I'm 195 pounds and I've had a pair of Mavic Cosmic Carbone SLCs for about 18 months. I guess they no longer make this wheelset. It has an exalith braking surface and a carbon fairing. Although I'm a sprinter and big and heavy these wheels have never needed to be trued. The braking is the best I've experienced in 25 years of racing including at a Cat 1/2/3 level. The quality is great and I've been super happy. I know that doesn't answer your question directly, but I just wanted to say I've had a great experience with Mavic, with about 7500 miles on this wheelset.


----------



## NealH (May 2, 2004)

I've ridden Wayah, as well as most all mountains in WNC, VA, and some of GA. Forget the full carbon wheels. They are not a good solution for the hills. None of them. 

Consider the Shimano DA C24 wheels, they are superb in the mountains. They have excellent hubs, no weight limit, and the rim weight is probably lighter than on any of those boutique carbon wheels. And, with 16 spokes on the front the DA wheels are more aero than one might think. The C24's are the wheels I recommend and I've been over those mountains many times. I have a set of carbon tubulars yet they fall short of the performance of the DA wheels.

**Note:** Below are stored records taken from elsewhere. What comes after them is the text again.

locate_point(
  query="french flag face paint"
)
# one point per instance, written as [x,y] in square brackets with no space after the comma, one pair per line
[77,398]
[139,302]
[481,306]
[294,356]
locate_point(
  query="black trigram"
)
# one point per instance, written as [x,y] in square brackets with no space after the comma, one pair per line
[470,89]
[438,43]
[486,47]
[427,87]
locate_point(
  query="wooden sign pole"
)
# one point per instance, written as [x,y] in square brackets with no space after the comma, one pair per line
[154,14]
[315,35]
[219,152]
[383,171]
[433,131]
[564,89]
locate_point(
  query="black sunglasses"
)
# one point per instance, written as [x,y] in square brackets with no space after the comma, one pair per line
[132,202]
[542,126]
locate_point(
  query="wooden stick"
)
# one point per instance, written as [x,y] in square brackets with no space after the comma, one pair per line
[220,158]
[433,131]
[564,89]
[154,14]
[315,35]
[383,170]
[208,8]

Having said this, I believe Zipp has the best braking on full carbon wheels but, I would only use them for main events. Not for an everyday mountain wheel.


----------



## pmf (Feb 23, 2004)

SauronHimself said:


> If you're dead set on full carbon clinchers, the Rail 52 by November will work as well. With T11 hubs and CX-Ray spokes it's a $1525 build that weighs approximately 1545 grams. Dry braking is pretty good with the Black Prince pads. Wet braking is _okay_ and not any worse than other full carbon clinchers. Otherwise, I'd stick with a light aluminum rim like the HED C2.


I recently had a wheel set built up for around $800 -- T11 hubs, cxray spokes (24/28), HED Belgium rims. They weighed 1550 grams. I guess carbon rims look cool, but is that about it? Do they have a better ride? If you swap wheel carbon to aluminum, you have to swap brake pads, right? I don't understand what the allure is. I see guys riding to work on the bike path on $2500 wheels everyday. Seems kinda silly.


----------



## tvad (Aug 31, 2003)

pmf said:


> I recently had a wheel set built up for around $800 -- T11 hubs, cxray spokes (24/28), HED Belgium rims. They weighed 1550 grams. I guess carbon rims look cool, but is that about it?.


If your point is low cost, relatively low weight and high quality, then I offer the Dura Ace 9000 C24 carbon/aluminum clincher wheels as a comparison.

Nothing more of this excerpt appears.